For 27 years, Robert Denerstein was the film critic at The Rocky Mountain News. Read more of Robert's reviews at Denerstein Unleashed.
An admission: I don’t always get Mark Wahlberg, who’s building one of the great mixed-bag resumes. He’s produced great shows on HBO (Entourage and Boardwalk Empire), and has given really strong performances in movies (The Departed and The Fighter). With Contraband, Wahlberg works hard to turn in another performance as a regular guy, a former smuggler who’s working hard to go straight, but he doesn’t seem to be operating on the most ambitious side of his ledger.
Contraband focuses on Wahlberg’s Chris Faraday, a married man and father who has started his own security alarm business as he tries to leave his criminal past behind. There’s not much dramatic ore to be mined in movies about former felons who give up lives of crime, so the movie must find a way to force a reluctant Faraday back on the wrong side of the law.

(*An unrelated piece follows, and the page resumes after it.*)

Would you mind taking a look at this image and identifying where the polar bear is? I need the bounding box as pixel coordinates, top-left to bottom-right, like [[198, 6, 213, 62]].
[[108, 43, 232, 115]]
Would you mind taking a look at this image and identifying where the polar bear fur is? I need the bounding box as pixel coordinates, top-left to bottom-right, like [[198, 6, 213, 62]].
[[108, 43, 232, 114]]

It doesn’t take long for us to learn that Faraday’s brother-in-law (Caleb Landry Jones) has screwed up a drug smuggling job. As a result, he owes major money to a vicious mobster, Giovanni Ribisi in another over-the-top performance as a smuggler with a sadistic streak.

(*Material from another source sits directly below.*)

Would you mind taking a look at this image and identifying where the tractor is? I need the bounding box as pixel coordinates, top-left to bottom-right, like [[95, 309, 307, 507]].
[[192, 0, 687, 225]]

The only way Chris can ride to his brother-in-law’s rescue is to set up another smuggling job with help from a buddy (Ben Foster).
The most interesting thing about Contraband may be its milieu. The movie begins in New Orleans, but winds up spending a fair amount of time working its way through the world of container ships. Faraday stages a smuggling caper that takes him to Panama and brings him into contact with various thugs as the plot expands to involve counterfeit money, cocaine and a Jackson Pollack painting. Don’t ask.

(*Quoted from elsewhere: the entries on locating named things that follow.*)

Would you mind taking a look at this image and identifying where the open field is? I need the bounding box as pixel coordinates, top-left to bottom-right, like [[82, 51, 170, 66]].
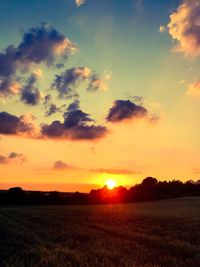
[[0, 198, 200, 267]]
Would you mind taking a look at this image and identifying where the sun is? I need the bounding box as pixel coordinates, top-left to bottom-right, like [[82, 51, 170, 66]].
[[106, 179, 117, 190]]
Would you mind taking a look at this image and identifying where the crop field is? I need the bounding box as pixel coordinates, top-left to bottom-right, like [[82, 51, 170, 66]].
[[0, 198, 200, 267]]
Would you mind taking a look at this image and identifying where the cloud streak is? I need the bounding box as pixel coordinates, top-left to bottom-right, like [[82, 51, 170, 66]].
[[106, 100, 148, 123], [0, 152, 26, 164], [168, 0, 200, 57]]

The supporting cast, some of it underutilized, includes Kate Beckinsale in the somewhat thankless role of Chris’ wife, a woman who’s increasingly threatened as the movie wears on, and J.K. Simmons, as the captain of the ship that Chris uses for his smuggling operation.
Director Baltasar Kormakur, who starred in the Icelandic original on which Contraband is based, doesn’t always help matters, directing in an edgy, abrupt style that can be more disorienting than exciting.
Kormakur deserves credit for wrapping up a lot of details in fairly short order, even if the ending doesn’t deliver quite enough kick to lift Contraband out of the thriller ghetto. Having said that, I’ll add that I didn’t really mind the movie, and even got caught up in it at times. I know this isn’t going to sound like high praise, but for all its problems and loose ends, Contraband is ... well ... OK.